I am outside of the box now.

I have no idea how to live out here, I have no idea how to mother out here, I have no idea who I am out here.  I guess ultimately it is time to retrain myself.  What do I do in my free time now?  Do I sleep?  NO I can't just sleep my life away wishing my kids were all back home.  I must do something positive.  Do I take up photography again, like I have always planned and wanted?  Absolutely the best possible plan, do something I love, possibly reap some tangible rewards, and be able to do even more things with my children.

I may not be a genius, but this blogging thing has really got me thinking.  I can do this.  I can become this wonderMOM that I have always wanted to be.  Maybe not with ALL of my children IN my house, but I AM STILL THEIR MOM!!!!!!!!

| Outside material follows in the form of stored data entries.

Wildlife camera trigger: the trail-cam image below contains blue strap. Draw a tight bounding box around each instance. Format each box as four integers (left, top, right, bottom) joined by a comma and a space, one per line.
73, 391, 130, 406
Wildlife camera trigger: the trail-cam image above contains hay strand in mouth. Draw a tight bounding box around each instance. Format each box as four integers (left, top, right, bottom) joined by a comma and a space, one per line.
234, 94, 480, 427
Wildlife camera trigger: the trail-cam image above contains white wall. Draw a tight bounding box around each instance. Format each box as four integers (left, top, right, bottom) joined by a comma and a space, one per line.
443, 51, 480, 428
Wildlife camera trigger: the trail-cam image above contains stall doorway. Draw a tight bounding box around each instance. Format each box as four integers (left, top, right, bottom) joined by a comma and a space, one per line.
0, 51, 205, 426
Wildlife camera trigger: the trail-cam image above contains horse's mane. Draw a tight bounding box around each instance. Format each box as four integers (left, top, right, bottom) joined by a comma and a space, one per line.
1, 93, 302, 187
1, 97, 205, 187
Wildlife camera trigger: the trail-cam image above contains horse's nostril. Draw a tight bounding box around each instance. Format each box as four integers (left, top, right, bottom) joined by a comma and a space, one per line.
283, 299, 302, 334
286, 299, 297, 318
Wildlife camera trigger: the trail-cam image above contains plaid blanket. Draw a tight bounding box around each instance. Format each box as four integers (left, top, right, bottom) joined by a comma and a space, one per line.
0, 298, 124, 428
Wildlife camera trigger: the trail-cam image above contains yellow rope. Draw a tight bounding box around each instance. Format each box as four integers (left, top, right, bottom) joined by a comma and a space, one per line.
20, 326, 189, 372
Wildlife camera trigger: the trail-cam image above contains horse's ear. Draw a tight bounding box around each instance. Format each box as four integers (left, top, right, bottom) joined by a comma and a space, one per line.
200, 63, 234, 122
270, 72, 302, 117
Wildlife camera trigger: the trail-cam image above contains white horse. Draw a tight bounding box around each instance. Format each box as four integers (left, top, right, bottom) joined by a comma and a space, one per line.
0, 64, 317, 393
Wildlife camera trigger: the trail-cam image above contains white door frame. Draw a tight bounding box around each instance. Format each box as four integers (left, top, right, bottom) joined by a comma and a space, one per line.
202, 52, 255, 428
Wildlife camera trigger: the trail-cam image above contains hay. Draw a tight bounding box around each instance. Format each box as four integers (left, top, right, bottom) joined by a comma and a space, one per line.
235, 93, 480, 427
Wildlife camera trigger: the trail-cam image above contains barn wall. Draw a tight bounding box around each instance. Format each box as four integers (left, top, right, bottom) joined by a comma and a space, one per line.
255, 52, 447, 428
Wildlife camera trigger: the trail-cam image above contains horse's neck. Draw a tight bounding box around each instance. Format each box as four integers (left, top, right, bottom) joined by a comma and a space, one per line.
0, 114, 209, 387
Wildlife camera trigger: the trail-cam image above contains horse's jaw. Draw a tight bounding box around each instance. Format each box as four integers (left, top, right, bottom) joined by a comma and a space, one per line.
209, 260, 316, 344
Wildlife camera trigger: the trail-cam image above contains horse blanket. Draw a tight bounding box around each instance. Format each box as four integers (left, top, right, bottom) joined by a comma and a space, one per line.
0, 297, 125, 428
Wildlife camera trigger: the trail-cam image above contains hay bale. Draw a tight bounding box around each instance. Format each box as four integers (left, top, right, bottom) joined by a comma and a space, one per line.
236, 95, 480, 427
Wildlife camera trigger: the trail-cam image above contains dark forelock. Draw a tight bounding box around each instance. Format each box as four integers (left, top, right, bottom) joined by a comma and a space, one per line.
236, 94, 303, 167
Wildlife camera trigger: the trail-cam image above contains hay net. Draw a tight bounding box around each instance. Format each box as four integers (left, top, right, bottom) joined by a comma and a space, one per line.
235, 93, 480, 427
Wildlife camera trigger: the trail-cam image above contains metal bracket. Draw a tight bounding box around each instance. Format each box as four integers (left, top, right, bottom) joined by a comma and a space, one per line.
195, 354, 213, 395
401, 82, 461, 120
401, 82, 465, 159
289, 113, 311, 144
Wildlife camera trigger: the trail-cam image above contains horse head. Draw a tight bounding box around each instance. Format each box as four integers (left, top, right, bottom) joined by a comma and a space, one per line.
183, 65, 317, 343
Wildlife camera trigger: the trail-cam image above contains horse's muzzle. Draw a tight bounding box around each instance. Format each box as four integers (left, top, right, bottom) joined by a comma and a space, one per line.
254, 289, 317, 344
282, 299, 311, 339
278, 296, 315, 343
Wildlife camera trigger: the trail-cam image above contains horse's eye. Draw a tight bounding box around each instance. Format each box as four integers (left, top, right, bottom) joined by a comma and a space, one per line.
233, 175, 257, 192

Day 10 is going to be better than the days that have preceded it=)


1 comment:

  1. If you have extra time on your hands now as a result of not having all of your kids living with you and you are wondering what to do with this time I have a suggestion.

    You are already figuring it out, you are already learning how to live outside that proverbial box that you called your life. You are learning through your interactions with survivors how to be a supportive person. Spend this free time learning as much as you can from multiple angles so that you don't only see outside your BOX, but outside how your box would be if your situation was the same but different. I hope that makes sense, I don't think I explained it too well. I mean, not all survivors have the same issues and not all assailants have the exact same compulsions. So learn from multiple survivors and assailants so that your knowledge of how to be a good support become broad but still adaptable to each specific situation that arises you need to provide support for.